Total wall-clock time on a fresh laptop: ~10 minutes. The first
cargo build is the slow step — pre-built binaries skip it
entirely.
In a hurry? Phase 92-95 added a much shorter path:
nexoalone now boots a working daemon with zero YAMLs + zero external broker. See zero-config quickstart for the 30-second version. This page covers the classical full-control walkthrough.
What you'll have at the end
You (in Telegram) → "what's the weather in Bogotá?"
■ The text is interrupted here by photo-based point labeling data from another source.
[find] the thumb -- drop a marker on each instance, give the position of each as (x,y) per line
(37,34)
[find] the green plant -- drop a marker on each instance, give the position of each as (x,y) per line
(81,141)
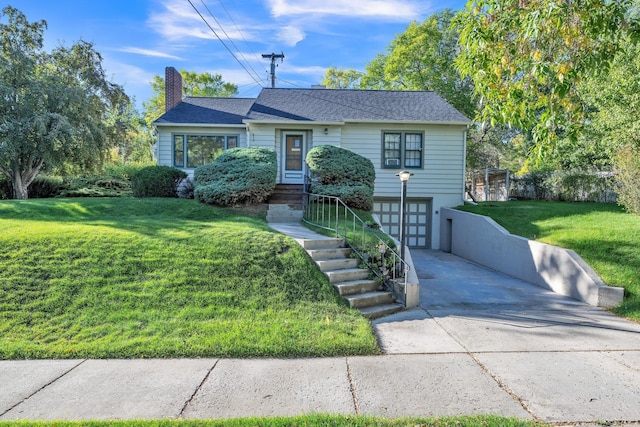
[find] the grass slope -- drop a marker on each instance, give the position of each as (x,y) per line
(127,278)
(606,237)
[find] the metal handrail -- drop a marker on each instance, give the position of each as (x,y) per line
(331,213)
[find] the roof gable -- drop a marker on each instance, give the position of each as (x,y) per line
(203,110)
(322,105)
(316,105)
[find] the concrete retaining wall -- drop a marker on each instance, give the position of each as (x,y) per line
(481,240)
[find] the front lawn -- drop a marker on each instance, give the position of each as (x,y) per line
(606,237)
(128,278)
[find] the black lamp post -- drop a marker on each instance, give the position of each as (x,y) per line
(404,177)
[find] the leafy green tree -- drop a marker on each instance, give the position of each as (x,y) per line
(340,78)
(134,138)
(422,58)
(52,105)
(526,59)
(193,84)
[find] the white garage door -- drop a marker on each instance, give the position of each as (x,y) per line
(418,220)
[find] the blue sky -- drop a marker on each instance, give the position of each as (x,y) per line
(139,38)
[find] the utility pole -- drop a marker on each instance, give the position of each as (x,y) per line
(273,57)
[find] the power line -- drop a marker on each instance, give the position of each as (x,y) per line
(240,32)
(230,39)
(223,43)
(273,57)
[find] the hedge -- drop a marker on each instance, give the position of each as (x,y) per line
(342,173)
(157,181)
(239,176)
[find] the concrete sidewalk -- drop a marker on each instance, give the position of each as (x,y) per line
(480,343)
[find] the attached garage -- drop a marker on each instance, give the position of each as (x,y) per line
(418,219)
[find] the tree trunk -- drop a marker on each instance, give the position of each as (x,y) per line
(20,190)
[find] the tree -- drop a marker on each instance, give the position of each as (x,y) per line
(422,58)
(340,78)
(52,105)
(527,57)
(193,84)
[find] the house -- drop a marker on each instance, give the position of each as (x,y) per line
(396,130)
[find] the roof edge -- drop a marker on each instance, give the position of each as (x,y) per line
(204,125)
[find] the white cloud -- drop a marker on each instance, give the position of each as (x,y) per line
(128,75)
(383,9)
(177,19)
(291,35)
(149,52)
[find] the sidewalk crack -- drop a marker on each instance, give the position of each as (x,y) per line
(193,395)
(352,388)
(42,388)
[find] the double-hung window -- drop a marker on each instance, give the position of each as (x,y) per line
(191,151)
(402,150)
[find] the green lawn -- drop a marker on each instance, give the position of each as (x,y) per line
(606,237)
(128,278)
(302,421)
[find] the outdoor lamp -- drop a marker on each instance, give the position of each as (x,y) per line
(404,177)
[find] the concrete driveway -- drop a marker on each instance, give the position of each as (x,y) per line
(559,359)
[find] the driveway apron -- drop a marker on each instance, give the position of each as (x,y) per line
(561,360)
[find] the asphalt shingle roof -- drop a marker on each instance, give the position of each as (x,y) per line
(317,105)
(201,110)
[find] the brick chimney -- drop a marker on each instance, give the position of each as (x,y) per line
(172,87)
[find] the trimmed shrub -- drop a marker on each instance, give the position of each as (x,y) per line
(186,188)
(354,196)
(157,181)
(332,165)
(44,187)
(342,173)
(96,186)
(123,172)
(239,176)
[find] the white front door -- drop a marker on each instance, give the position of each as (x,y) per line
(294,151)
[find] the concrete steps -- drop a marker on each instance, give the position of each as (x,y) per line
(285,204)
(284,213)
(353,283)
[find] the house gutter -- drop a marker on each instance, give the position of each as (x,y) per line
(292,122)
(340,123)
(204,125)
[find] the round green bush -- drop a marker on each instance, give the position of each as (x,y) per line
(44,187)
(239,176)
(339,172)
(157,181)
(335,165)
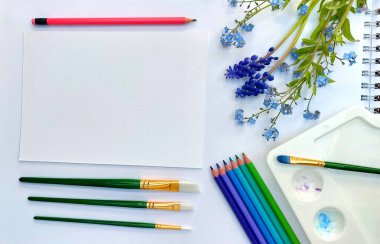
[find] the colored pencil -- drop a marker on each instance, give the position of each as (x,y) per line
(114,223)
(269,198)
(114,21)
(239,215)
(170,206)
(278,233)
(143,184)
(326,164)
(251,208)
(240,203)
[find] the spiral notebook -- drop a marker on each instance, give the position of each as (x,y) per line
(371,60)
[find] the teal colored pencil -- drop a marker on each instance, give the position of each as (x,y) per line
(253,185)
(273,230)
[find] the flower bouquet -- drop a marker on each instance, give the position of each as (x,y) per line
(311,61)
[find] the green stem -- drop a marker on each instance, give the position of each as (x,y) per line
(295,40)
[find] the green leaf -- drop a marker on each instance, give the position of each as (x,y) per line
(307,42)
(305,63)
(292,83)
(346,30)
(305,50)
(308,78)
(317,31)
(332,6)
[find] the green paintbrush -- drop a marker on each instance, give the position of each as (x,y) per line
(171,206)
(114,223)
(332,165)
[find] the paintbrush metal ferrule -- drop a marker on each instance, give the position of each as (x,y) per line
(306,161)
(160,185)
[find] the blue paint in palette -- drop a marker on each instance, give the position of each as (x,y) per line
(324,221)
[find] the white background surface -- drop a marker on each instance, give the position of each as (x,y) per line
(212,220)
(88,98)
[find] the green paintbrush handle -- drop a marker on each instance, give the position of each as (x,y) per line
(350,167)
(116,203)
(113,183)
(98,222)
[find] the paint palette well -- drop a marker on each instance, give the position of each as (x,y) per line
(334,206)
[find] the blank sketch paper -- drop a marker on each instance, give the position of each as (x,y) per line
(114,98)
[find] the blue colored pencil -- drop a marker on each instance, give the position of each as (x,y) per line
(255,201)
(227,182)
(266,205)
(251,208)
(235,209)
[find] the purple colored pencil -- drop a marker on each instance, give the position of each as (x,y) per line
(239,202)
(235,209)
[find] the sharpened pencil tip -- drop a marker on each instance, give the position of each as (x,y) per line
(283,159)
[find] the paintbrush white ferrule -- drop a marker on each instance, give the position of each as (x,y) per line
(186,227)
(168,185)
(170,206)
(306,161)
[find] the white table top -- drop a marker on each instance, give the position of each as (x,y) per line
(212,221)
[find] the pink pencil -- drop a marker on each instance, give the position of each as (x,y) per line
(114,21)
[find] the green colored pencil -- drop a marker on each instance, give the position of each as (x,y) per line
(332,165)
(270,199)
(171,206)
(143,184)
(114,223)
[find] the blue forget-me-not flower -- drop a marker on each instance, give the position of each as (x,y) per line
(322,81)
(271,133)
(351,57)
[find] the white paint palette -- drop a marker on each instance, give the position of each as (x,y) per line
(334,206)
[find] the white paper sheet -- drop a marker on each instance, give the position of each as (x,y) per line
(133,98)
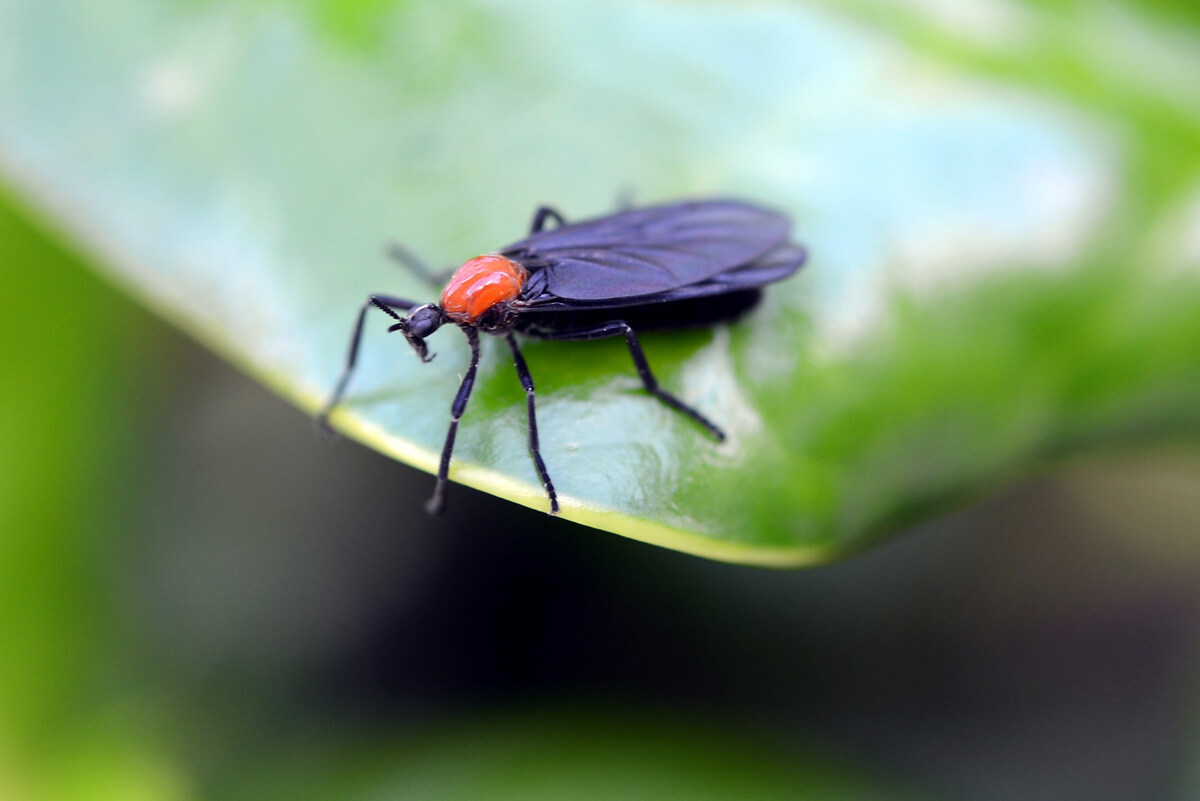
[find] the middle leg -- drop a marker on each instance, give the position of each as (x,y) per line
(619,327)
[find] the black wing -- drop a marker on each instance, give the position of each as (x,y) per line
(773,266)
(647,251)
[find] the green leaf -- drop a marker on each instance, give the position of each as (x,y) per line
(1001,215)
(574,753)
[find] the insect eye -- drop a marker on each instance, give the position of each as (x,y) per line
(424,321)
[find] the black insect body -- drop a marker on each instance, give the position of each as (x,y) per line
(676,265)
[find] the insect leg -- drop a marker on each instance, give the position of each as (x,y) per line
(534,450)
(438,501)
(541,215)
(383,303)
(618,327)
(414,264)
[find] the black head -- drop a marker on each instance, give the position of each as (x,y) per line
(418,325)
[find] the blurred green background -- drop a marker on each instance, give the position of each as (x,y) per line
(199,598)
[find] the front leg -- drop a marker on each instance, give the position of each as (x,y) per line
(438,501)
(534,450)
(383,303)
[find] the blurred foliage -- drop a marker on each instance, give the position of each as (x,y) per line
(1001,276)
(168,655)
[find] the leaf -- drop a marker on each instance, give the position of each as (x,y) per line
(1003,272)
(574,753)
Your agent (Ana) → "Looking it up..." (via tool)
Your agent (Ana) → "Currently 18 °C, light rain."
Plus everything wired together — the broker (local stdio bridge by default, or NATS), an LLM provider, a channel plugin, the agent runtime, memory. From here you can swap personas, add tools, pair more channels, or move to a multi-tenant deployment.
1. Install the binary
Pick one — the one-liner is the fastest, no Rust toolchain needed:
# Pre-built binary (Linux x86_64/aarch64, macOS Intel/Apple Silicon).
# Detects your platform, verifies sha256, drops `nexo` on PATH.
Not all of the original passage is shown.